Village in West Yorkshire, England

New Mill is a village in the civil parish of Holme Valley, in the metropolitan borough of Kirklees, in West Yorkshire, England, near the town of Holmfirth. The village had a population of 1,259 (with Fulstone) in the 2001 census. The village is 2 mi east of Holmfirth and 6 mi south of Huddersfield.

The centre of the village is now on the crossroads of the Huddersfield – Sheffield A616 and Barnsley – Manchester A635 roads. There is a Post Office, one Indian restaurant, a branch of the local Co-op and 2 pharmacies plus other amenities all centred on the crossroads. The village centre used to be sited slightly further east near the church on Sude Hill.

There were textile mills in the village such as Moorhouse & Brook, on Greenhill Bank Road, and Bower and Roebuck, nestling in the valley just off the A616 Sheffield Road. With the decline in traditional heavy woollen industries Moorhouse & Brook has now closed. Bower & Roebuck continues to produce textiles from the site in New Mill, while Moorhouse & Brook's mill has been demolished and a new housing development built on the site.

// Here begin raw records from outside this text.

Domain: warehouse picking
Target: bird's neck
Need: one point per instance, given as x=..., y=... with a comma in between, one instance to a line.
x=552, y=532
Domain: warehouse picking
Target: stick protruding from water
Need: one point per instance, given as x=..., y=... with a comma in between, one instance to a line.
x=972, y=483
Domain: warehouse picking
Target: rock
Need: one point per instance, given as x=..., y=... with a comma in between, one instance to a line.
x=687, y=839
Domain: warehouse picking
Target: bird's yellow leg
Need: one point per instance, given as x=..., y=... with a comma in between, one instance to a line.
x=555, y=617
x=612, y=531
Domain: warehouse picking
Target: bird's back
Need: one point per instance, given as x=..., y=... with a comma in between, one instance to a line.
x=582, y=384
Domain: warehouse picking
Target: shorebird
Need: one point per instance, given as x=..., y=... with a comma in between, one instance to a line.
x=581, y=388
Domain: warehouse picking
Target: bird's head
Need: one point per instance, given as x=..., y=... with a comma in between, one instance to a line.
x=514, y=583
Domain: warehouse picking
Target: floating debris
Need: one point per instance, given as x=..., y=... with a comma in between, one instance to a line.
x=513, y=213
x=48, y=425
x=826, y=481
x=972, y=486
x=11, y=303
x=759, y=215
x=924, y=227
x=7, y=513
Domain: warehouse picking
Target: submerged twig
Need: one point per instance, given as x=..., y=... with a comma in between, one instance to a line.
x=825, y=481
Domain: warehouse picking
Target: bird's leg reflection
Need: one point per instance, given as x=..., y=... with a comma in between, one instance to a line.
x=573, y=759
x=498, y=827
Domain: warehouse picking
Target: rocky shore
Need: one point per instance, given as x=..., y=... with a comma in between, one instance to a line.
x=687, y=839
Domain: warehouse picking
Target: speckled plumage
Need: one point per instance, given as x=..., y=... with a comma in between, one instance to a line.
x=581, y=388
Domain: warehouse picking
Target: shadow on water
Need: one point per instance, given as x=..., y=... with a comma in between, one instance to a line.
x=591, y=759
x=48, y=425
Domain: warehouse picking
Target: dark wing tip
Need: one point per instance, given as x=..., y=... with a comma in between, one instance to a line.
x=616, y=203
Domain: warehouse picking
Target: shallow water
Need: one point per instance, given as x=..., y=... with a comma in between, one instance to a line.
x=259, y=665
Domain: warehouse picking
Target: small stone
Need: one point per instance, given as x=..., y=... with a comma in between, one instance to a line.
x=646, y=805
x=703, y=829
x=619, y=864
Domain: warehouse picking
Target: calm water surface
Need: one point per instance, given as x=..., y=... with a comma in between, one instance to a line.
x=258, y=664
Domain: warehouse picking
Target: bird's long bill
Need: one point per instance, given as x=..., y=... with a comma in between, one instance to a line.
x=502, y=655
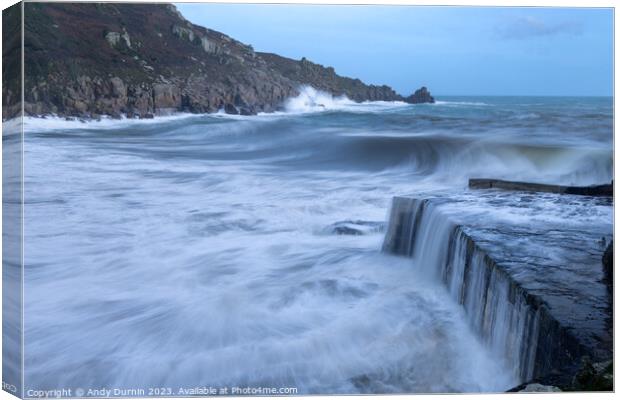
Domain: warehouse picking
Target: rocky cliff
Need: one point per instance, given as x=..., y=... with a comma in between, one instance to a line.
x=92, y=59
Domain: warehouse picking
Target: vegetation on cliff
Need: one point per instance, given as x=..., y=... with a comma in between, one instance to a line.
x=91, y=59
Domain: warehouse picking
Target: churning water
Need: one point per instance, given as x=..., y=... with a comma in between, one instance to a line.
x=204, y=250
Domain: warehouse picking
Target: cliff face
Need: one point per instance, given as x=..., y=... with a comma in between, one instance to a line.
x=89, y=59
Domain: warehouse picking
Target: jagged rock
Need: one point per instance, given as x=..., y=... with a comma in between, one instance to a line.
x=183, y=32
x=114, y=38
x=166, y=96
x=421, y=95
x=355, y=227
x=197, y=70
x=594, y=377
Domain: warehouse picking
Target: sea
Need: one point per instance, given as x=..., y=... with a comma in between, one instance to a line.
x=220, y=251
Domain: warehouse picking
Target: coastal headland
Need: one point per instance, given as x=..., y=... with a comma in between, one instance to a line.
x=86, y=60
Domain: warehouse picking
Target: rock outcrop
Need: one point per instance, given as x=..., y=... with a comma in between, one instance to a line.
x=92, y=59
x=421, y=95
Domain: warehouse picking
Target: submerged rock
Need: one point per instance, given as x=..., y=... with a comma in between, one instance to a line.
x=537, y=387
x=608, y=264
x=355, y=227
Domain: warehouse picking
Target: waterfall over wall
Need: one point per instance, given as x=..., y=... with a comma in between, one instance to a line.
x=515, y=324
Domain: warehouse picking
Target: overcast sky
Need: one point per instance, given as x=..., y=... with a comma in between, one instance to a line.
x=452, y=50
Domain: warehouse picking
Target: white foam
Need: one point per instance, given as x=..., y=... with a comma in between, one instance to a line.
x=56, y=123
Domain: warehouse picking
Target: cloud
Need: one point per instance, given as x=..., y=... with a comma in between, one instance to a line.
x=528, y=27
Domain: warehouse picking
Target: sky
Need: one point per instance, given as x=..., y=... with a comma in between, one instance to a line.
x=451, y=50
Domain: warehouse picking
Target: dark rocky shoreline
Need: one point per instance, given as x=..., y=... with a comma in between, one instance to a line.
x=86, y=60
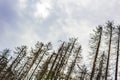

The village is also home to the New Mill Male Voice Choir, which was established in 1991.

New Mill was created an urban district of the West Riding of Yorkshire in 1895, and covered the parishes of Fulstone, Hepworth and Scholes. The urban district was abolished in 1938 by a County Review Order which saw the district and parishes merged into the urban district and parish of Holmfirth, which has been since included in Kirklees, West Yorkshire and renamed Holme Valley.